# Barrel siphon



## fattox (14/2/17)

So as a few of us went into a barrel bulk-buy a bit over twelve months ago, there came a need recently where the beer needed to come out of the barrel and into kegs. Say hello to the Bulldog - a pressurised barrel siphon!

Parts list: 
1x 1/2in NPT 4way cross
2x 1/2x1/4in NPT reducing bush
1x 1/4x9/32 npt bulkhead
1x corny post with internals and o-rings 
1x stainless 3/8" siphon tube
1x beer engine keg outlet fitting (black one)
2x hose clamp
1x 2x triclover with 1/2" npt threaded end
1x 2" triclover clamp
1x bung, hole drilled out to ~14mm 
1x 2-5psi 1/4" NPT pressure relief valve
1x 1/2 x 3/8" compression fitting
1x 3/8" o-ring 

Build:

See photos. Thread seal everything with plumbers tape. If you're a silly bloke like me you accidentally got a BSP compression fitting instead of NPT, so go ahead and get a BSPP female to NPT male adapter in 1/2".

View attachment 95381

Finished part 

View attachment 95382


How it works: insert bung into barrel's bung hole, connect gas to inlet fitting. Gas flows in, pressurises barrel (apparently they can handle up to 15psi, I use a 5psi PRV to avoid this. 

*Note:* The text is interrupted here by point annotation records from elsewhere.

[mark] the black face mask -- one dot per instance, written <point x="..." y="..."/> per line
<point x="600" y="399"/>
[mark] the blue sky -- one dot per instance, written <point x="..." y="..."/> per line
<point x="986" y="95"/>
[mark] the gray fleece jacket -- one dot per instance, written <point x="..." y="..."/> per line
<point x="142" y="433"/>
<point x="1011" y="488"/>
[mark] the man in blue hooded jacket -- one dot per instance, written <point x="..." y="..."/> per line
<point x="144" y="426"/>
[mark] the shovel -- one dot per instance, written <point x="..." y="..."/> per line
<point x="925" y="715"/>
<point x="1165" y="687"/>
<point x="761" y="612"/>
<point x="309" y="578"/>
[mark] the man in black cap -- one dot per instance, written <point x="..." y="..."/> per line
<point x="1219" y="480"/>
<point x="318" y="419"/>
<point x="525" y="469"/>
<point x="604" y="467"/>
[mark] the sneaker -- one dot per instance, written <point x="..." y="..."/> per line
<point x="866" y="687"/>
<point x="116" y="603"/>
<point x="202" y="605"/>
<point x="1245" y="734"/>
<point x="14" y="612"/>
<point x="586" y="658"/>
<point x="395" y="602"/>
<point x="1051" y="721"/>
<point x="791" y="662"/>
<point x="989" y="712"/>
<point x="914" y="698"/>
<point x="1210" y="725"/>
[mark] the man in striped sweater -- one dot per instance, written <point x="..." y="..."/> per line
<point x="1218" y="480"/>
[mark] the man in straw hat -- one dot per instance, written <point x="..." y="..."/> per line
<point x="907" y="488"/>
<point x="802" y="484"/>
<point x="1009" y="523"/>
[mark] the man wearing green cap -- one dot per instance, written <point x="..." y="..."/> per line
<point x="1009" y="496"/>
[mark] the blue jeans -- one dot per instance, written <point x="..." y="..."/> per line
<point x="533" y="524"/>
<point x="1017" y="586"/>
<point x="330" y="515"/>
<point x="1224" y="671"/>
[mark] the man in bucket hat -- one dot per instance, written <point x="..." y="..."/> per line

Connect keg to keg fitting, sanitise everything, leave lid on top sanitised to allow opening/level checking and siphon!


----------



## fattox (14/2/17)




----------



## bradsbrew (14/2/17)

Kind of beats my idea

drill two holes in a bung, slightly smaller than beer/gas line

place bung in cup of boiled water

push lines through bung whilst hot


----------



## fattox (14/2/17)

This was where I got the idea from, I used a freight forwarding service to get all the hard to find parts into one package (along with some oak spirals)

http://www.milkthefunk.com/wiki/Eccentric_Beekeeper_Bulldog


----------



## sp0rk (14/2/17)

Looks very similar to this piece of gear, only without the spray head (and no doubt much cheaper)
http://www.norcalbrewingsolutions.com/store/Sanke-Keg-Cross-Fermenter-Kit.html


----------



## fattox (15/2/17)

If you convert that to AUD the price difference wouldn't be that much, the pressure relief valve was the most expensive part. I think it ran me $40, the rest of the gear maybe $50-60. Most of the damage was in shipping but if I had my time again I would get everything that came from the US into one package at the freight forwarding company.


----------



## bradsbrew (18/2/17)

Just about to give my dodgy version a go.


----------